Cuando la anciana Madam Zhang y Zhang Qian vieron los cinco dólares, sus rostros se oscurecieron. ¿Cómo podía ser solo cinco dólares cuando habían escuchado que ella estaba ganando más de 30 dólares al día? Era como si estuvieran tratando de deshacerse de un mendigo.
—¡Eso es imposible! ¡Compraste tantas cosas ese día! —dijo Zhang Cong.
—Esas son todas mis cosas. Solo han pasado unos días, entonces ¿cómo iba a tener mi madre tiempo para cultivar verduras? ¿Creen que se pueden cosechar las verduras justo después de sembrar las semillas? —Qiao Mei continuó—. Miren este patio. Como si hubiera algún brote de verdura.
Lo que Qiao Mei decía también era cierto. Aun así, la anciana Madam Zhang no quería volver con solo cinco dólares. Después de poner tanto esfuerzo durante todo el día, no podía simplemente regresar así. La anciana Madam Zhang agarró el dinero. Dado que Qiao Mei dijo que todas las verduras le pertenecían, entonces el dinero debía estar con ella.
—Por derecho, Cong Cong también es tu hermano mayor. ¿No deberías ayudar? —la anciana Madam Zhang miró a Qiao Mei.
Qiao Mei miró a esta familia sin vergüenza y se quedó sin palabras por un momento. Sonrió y no dijo nada. La anciana Madam Zhang pensó que Qiao Mei había estado de acuerdo con ella y se acercó para seguir hablando, pero tía Dong intervino y dijo:
—Ay, entonces por qué no los vi aquí cuando Mei Mei se casó. ¿Han traído algo para Mei Mei todos estos años?

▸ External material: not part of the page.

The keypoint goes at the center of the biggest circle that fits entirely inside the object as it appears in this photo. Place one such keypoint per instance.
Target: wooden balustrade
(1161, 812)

Era una pregunta que desconcertó a la anciana Madam Zhang. En un momento de desesperación, dijo:
—¡Le dimos todo a la vieja señora Li! Ella fue quien dijo que Qiao Mei quería dinero y cualquier cosa y le dimos dinero.
—Ah sí, entonces deberías ir a pedírselo a ella. Pedírmelo a mí no sirve de nada, no recibí ni un centavo. —Qiao Mei sonrió y asintió.